Pensará el lector más bondadoso que vaya tontería que acabo de enunciar, y el menos indulgente concluirá que no estoy en mi mejor momento o que, quizá, la noche pasada me lancé a la celebración de un Halloween enloquecido. Les prometo que nada de eso ha ocurrido. Simplemente, estoy harto de confusión y de manipulación de términos y de conceptos.
La evidencia que expresa el título no lo es para todas las gentes, y no lo es, especialmente, para esa izquierda cavernícola y parasitaria que vocifera eslóganes, y si de ello se deriva violencia y vandalismo, mejor que mejor; seguramente, tampoco pasará nada. Lo que quiero decir es que un bien público, o un servicio esencial para la comunidad, como gusta ahora decir, lo es por su propia naturaleza y no por la naturaleza de quien lo suministre.
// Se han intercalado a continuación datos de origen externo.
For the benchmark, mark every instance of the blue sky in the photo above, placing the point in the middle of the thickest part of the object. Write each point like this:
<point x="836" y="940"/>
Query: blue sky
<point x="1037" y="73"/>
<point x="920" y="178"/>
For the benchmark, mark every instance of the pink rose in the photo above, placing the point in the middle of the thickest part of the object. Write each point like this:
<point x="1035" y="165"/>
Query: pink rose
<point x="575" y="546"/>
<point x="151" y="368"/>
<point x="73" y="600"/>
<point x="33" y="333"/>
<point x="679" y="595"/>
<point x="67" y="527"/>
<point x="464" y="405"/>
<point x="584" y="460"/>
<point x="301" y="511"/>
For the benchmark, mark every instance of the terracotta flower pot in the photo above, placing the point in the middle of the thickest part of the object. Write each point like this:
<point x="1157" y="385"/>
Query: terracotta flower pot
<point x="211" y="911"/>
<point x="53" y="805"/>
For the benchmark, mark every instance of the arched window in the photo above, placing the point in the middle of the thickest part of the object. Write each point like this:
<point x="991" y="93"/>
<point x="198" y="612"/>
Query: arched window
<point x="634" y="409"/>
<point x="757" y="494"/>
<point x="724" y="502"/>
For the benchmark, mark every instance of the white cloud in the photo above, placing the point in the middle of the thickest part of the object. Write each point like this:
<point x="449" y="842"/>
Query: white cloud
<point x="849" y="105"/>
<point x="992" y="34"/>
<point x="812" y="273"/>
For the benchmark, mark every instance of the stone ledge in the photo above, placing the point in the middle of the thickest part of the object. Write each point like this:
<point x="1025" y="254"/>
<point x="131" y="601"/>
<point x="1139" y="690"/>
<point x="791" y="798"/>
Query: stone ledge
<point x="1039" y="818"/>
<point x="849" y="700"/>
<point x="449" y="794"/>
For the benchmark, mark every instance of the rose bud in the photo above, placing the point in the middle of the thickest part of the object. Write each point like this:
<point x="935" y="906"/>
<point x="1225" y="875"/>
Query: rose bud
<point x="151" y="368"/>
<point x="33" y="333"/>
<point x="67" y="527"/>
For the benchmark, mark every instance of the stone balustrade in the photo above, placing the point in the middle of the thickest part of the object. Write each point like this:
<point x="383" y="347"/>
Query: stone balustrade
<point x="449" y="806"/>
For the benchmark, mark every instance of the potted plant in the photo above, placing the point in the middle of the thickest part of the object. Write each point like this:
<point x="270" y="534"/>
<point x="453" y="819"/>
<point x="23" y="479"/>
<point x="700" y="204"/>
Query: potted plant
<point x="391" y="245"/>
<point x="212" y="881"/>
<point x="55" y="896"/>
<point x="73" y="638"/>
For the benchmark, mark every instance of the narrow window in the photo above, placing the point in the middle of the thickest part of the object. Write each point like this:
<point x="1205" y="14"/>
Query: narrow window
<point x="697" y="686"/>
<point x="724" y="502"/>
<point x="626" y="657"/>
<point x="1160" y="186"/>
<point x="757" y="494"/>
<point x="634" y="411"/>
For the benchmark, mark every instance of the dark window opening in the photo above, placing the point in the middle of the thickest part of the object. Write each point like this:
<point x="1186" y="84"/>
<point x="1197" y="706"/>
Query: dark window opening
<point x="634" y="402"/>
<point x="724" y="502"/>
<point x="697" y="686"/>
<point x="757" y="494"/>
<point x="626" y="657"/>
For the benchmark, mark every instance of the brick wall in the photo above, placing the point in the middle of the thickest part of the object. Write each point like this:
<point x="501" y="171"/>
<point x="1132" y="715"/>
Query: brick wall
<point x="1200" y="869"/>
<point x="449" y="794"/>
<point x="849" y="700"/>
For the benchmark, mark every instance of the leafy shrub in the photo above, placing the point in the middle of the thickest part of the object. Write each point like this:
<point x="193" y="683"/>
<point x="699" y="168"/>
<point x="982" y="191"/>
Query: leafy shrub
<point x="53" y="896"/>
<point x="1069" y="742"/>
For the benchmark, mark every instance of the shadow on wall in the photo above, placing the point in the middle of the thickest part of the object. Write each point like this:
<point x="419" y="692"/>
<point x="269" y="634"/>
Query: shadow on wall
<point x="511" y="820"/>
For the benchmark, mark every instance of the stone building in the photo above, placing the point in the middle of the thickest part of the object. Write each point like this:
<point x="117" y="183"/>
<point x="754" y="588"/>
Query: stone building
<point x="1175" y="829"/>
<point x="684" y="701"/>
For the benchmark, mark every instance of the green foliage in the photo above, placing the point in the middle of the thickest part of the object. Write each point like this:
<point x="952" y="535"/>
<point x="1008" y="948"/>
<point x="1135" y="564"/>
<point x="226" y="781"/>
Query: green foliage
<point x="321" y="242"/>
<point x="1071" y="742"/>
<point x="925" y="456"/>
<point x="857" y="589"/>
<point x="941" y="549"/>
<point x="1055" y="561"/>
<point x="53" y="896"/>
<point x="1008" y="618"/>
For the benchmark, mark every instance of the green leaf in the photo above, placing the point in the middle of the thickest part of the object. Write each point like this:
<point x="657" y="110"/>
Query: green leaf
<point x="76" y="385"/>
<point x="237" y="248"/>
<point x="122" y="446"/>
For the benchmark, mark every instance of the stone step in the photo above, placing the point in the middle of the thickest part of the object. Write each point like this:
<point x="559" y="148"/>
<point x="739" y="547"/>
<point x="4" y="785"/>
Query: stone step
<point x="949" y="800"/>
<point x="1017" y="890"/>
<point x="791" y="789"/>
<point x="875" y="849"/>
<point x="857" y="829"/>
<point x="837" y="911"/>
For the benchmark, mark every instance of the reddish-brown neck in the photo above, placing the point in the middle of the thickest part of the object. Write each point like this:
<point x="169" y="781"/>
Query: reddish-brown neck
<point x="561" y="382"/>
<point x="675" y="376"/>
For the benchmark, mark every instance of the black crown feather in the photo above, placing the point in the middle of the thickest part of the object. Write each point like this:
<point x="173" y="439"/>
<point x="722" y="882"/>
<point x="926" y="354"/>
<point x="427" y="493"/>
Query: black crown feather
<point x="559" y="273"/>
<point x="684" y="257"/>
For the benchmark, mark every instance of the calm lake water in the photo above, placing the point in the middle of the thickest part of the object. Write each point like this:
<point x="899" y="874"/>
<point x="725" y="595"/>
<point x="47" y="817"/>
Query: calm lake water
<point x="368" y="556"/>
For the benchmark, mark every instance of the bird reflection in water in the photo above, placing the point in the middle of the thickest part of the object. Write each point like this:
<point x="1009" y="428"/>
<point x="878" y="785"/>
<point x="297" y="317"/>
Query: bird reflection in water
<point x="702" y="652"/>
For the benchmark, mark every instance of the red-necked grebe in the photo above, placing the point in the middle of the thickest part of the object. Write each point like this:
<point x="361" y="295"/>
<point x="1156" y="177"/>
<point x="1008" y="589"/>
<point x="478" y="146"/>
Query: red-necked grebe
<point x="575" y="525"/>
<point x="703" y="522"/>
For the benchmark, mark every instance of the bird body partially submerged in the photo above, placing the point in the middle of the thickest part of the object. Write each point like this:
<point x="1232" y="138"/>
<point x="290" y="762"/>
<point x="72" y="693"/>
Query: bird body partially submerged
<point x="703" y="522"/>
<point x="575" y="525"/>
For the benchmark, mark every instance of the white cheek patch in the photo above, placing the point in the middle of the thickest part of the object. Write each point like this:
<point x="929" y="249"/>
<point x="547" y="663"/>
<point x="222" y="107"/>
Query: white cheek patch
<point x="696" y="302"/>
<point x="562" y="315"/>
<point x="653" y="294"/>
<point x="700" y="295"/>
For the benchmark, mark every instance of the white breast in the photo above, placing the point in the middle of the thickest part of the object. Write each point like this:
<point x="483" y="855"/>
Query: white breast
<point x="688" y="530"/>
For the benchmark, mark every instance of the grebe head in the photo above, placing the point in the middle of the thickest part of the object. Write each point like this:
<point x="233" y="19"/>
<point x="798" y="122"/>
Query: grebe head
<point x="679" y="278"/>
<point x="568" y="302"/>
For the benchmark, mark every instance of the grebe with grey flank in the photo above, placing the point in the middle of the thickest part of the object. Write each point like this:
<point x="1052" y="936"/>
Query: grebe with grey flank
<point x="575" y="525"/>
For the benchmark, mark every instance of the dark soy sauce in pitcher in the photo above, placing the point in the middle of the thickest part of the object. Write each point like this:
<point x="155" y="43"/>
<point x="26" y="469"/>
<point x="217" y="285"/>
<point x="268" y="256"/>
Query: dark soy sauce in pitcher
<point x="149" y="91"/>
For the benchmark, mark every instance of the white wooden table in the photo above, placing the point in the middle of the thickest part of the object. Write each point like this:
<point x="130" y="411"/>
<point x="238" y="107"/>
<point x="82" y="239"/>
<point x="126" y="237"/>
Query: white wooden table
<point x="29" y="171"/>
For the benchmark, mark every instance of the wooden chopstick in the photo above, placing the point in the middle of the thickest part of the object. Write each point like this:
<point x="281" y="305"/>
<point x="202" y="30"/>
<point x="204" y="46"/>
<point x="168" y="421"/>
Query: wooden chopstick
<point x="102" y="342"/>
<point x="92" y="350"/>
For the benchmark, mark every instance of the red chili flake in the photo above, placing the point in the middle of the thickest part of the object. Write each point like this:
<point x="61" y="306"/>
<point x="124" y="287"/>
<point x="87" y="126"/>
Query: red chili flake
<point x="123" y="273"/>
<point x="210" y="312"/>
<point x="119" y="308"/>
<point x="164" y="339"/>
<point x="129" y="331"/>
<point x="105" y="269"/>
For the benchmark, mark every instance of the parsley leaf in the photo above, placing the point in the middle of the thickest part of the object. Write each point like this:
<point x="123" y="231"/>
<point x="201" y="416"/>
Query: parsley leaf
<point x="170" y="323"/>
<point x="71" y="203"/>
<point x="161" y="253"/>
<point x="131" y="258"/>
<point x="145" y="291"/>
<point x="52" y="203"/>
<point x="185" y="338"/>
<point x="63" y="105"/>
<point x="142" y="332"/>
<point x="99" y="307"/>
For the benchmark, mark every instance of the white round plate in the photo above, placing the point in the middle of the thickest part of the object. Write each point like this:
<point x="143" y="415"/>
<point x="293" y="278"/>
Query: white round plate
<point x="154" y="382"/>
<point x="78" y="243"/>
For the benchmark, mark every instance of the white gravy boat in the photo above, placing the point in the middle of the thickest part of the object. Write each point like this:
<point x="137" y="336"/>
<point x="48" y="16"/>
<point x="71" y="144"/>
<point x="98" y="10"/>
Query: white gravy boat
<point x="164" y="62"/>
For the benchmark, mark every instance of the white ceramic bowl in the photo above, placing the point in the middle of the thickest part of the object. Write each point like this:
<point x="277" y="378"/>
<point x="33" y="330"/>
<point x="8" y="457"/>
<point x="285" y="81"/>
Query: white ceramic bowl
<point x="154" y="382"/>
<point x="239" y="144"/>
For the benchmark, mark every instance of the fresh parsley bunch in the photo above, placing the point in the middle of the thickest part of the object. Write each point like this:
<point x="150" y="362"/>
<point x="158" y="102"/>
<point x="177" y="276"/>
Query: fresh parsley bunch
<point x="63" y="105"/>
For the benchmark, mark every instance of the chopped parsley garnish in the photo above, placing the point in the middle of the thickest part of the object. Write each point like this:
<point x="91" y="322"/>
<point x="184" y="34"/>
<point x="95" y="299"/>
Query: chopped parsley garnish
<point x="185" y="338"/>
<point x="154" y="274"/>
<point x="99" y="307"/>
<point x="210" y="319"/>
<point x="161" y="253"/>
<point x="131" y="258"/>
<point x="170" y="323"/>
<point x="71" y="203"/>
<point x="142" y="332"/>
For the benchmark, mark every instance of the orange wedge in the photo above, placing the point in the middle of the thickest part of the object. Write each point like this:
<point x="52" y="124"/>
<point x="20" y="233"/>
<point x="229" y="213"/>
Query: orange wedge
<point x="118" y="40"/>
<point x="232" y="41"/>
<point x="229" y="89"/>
La educación, la sanidad, el transporte, las comunicaciones, el suministro de agua potable, el de energía, etc. son bienes esenciales para la comunidad, son servicios públicos porque son de interés general, son bienes públicos aunque no lo sean puros, porque en la mayoría de ellos rige el principio de exclusión: el asiento que acoge a un pasajero no acoge al mismo tiempo a otro.
Esos bienes públicos o servicios esenciales lo son con independencia de que el educando, el facultativo, el conductor de autobús o el suministrador del kilovatio o del agua potable sea blanco o de color, alto o bajo, varón o hembra, y sea el Estado, una comunidad autónoma, un municipio o una entidad privada el que lo preste. O el servicio es esencial o no lo es, y ello depende de la necesidad a cuya atención se dirige. La prestación es la que puede ser estatal, autonómica, municipal o privada.
Cuando la izquierda –englobo aquí a los partidos y a los sindicatos; que ellos decidan quién sirve a quién– amenaza con que lo que pretende el Gobierno es privatizar los servicios esenciales; la soflama sólo puede deberse a ignorancia, a torpeza o a intencionada malicia, para encender las calles, generar malestar y provocar conflictos con perjuicio para muchos.
Su reacción es visceral cuando un Gobierno, el que sea, consciente de su responsabilidad de administrar eficientemente los recursos, trata de establecer medidas que impidan el despilfarro. A la izquierda no le preocupa el aprovechamiento racional de los recursos; considera que el Estado providente es una máquina de producir riqueza inagotable, por lo que no tiene sentido economizar, racionalizar su uso, poner precio a las cosas, etc.
A todos nos molesta pagar, sea el euro por receta –según ciertas condiciones económicas– o las tasas de la enseñanza universitaria, pero entendemos que de no existir coste alguno, en estos y otros muchos casos, ¿por qué habría que moderar las cantidades a consumir?
El despilfarro no es que no cueste, es que lo pagamos entre todos. Si el despilfarro intencionado estuviera penado, mejor nos irían las cosas.